Extension in Relation to Existing Properties
On June 14, 2020, Fabled entered into an extension agreement with the optionors of its existing Neil/Ram Creek, Ribbon and Toro claims. Under the agreement, all payments due and to become due prior to March 31, 2021 will now only become due and payable on March 31, 2021. In consideration, Fabled will pay to the optionors an additional amount of $50,000 on the date that it completes a financing, including the completion of this Offering, for gross proceeds of not less than $2,500,000.
On June 15, 2020 Fabled entered an extension agreement with the optionor of its existing ChurchKey property. Under the agreement, all payments due will now only be payable on October 31, 2020. In consideration, Fabled will pay to the optionor an additional amount of $50,000 on the date that it completes a financing, including the completion of this Offering, for gross proceeds of any amount.
On July 15, 2020, Fabled announced that it has entered into a letter of intent for a proposed transaction under which Fabled will be granted the option to acquire a 100% interest in the Santa María silver-gold mine in the State of Chihuahua, Mexico. In addition, Fabled has existing copper properties, Muskwa and ChurchKey, located in Northern British Columbia.
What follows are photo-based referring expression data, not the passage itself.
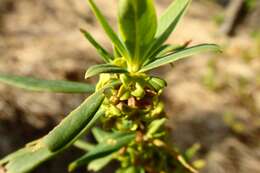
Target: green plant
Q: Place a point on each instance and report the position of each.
(126, 100)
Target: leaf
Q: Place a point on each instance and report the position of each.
(99, 134)
(74, 123)
(109, 31)
(137, 25)
(104, 68)
(46, 85)
(180, 55)
(103, 149)
(102, 52)
(83, 145)
(26, 160)
(100, 163)
(167, 23)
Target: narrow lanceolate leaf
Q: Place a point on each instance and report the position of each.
(107, 57)
(28, 158)
(25, 160)
(38, 85)
(109, 31)
(104, 68)
(180, 55)
(74, 123)
(167, 23)
(83, 145)
(137, 25)
(112, 144)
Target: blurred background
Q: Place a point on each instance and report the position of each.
(212, 99)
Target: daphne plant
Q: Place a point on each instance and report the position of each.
(125, 103)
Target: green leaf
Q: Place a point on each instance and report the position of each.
(180, 55)
(167, 23)
(100, 163)
(109, 31)
(26, 159)
(83, 145)
(99, 134)
(46, 85)
(74, 123)
(112, 144)
(102, 52)
(137, 25)
(104, 68)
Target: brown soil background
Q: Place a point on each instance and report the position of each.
(211, 99)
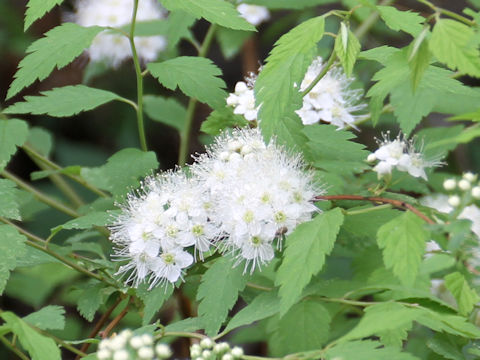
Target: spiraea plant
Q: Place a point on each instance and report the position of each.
(325, 206)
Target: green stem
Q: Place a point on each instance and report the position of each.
(192, 103)
(370, 209)
(13, 349)
(370, 21)
(138, 73)
(319, 77)
(40, 244)
(39, 195)
(39, 157)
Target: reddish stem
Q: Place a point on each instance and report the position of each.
(376, 199)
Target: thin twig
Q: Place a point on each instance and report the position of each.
(376, 199)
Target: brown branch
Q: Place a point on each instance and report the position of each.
(99, 325)
(376, 199)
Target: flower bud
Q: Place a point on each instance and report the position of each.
(449, 184)
(454, 200)
(464, 185)
(476, 192)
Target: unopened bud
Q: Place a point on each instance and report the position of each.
(449, 184)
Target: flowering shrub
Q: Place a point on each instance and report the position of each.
(288, 233)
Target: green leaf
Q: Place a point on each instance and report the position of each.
(403, 242)
(215, 11)
(122, 170)
(466, 297)
(406, 21)
(51, 317)
(38, 346)
(41, 140)
(214, 304)
(418, 59)
(306, 326)
(36, 9)
(167, 111)
(91, 299)
(366, 350)
(13, 133)
(9, 207)
(221, 119)
(275, 86)
(197, 77)
(347, 48)
(58, 48)
(12, 246)
(153, 300)
(304, 256)
(262, 307)
(453, 43)
(333, 150)
(289, 4)
(64, 101)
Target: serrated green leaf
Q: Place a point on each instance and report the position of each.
(466, 297)
(36, 9)
(215, 11)
(333, 150)
(91, 299)
(168, 111)
(347, 48)
(304, 256)
(51, 317)
(197, 77)
(214, 304)
(122, 171)
(262, 307)
(306, 326)
(12, 246)
(418, 59)
(13, 133)
(58, 48)
(289, 4)
(275, 87)
(153, 300)
(38, 346)
(407, 21)
(221, 119)
(366, 350)
(64, 101)
(41, 140)
(231, 41)
(453, 44)
(403, 242)
(9, 207)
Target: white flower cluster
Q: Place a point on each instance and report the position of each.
(242, 195)
(400, 154)
(331, 100)
(254, 14)
(114, 48)
(128, 346)
(243, 99)
(259, 192)
(209, 350)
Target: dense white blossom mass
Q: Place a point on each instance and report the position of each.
(241, 197)
(113, 48)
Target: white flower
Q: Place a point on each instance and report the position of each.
(259, 192)
(243, 101)
(114, 48)
(330, 100)
(401, 154)
(254, 14)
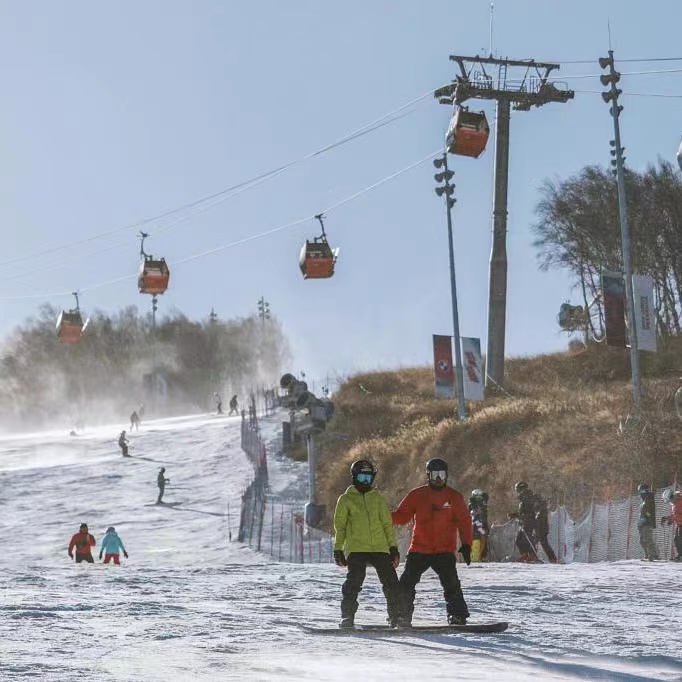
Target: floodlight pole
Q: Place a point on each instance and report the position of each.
(476, 81)
(446, 191)
(611, 96)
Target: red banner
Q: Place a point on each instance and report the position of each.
(442, 366)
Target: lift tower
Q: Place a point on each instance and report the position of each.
(487, 78)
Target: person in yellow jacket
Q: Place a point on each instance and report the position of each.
(364, 535)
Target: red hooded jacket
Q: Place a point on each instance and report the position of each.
(438, 515)
(82, 542)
For further information please contact:
Mr. Peter J. Hawley, President and CEO
Fabled Copper Corp.
Phone: (819) 316-0919
The technical information contained in this news release has been approved by Peter J. Hawley, P.Geo. President and C.E.O. of Fabled, who is a Qualified Person as defined in National Instrument 43-101 - Standards of Disclosure for Mineral Projects.
Neither the TSX Venture Exchange nor its Regulations Service Provider (as that term is defined in the policies of the TSX Venture Exchange) accepts responsibility for the adequacy or accuracy of this news release.
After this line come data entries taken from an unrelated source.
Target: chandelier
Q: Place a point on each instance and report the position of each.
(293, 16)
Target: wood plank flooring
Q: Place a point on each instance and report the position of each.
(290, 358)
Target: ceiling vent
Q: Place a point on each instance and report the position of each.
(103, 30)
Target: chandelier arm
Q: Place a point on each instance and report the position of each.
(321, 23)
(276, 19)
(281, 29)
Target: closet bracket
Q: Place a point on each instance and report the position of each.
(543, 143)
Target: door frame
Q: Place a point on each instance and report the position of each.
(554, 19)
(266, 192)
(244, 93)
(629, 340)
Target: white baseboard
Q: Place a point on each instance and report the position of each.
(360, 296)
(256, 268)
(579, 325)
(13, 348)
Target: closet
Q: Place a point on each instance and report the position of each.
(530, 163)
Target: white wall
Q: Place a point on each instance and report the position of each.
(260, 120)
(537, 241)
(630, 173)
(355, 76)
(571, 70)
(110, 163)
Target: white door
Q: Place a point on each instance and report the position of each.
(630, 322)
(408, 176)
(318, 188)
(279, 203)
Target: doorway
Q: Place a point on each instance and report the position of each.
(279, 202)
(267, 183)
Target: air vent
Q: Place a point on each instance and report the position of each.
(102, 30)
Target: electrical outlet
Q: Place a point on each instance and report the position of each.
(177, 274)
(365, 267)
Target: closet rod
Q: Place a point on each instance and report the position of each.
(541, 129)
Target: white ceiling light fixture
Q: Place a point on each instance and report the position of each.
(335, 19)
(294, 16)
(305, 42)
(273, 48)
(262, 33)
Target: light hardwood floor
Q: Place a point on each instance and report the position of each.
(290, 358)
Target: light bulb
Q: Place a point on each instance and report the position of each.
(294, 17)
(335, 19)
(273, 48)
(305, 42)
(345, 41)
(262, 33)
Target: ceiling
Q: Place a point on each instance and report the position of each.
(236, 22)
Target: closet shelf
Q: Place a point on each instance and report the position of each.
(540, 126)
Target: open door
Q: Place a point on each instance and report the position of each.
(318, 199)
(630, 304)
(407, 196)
Certain statements contained in this news release constitute "forward-looking information" as such term is used in applicable Canadian securities laws. Forward-looking information is based on plans, expectations and estimates of management at the date the information is provided and is subject to certain factors and assumptions, including, that the Company's financial condition and development plans do not change as a result of unforeseen events and that the Company obtains any required regulatory approvals. Forwardlooking information is subject to a variety of risks and uncertainties and other factors that could cause plans, estimates and actual results to vary materially from those projected in such forward-looking information. Some of the risks and other factors that could cause results to differ materially from those expressed in the forward-looking statements include, but are not limited to: impacts from the coronavirus or other epidemics, general economic conditions in Canada, the United States and globally; industry conditions, including fluctuations in commodity prices; governmental regulation of the mining industry, including environmental
regulation; geological, technical and drilling problems; unanticipated operating events; competition for and/or inability to retain drilling rigs and other services; the availability of capital on acceptable terms; the need to obtain required approvals from regulatory authorities; stock market volatility; volatility in market prices for commodities; liabilities inherent in mining operations; changes in tax laws and incentive programs relating to the mining industry; as well as the other risks and uncertainties applicable to the Company as set forth in the Company's continuous disclosure filings filed under the Company's profile at www.sedar.com. The Company undertakes no obligation to update these forward-looking statements, other than as required by applicable law.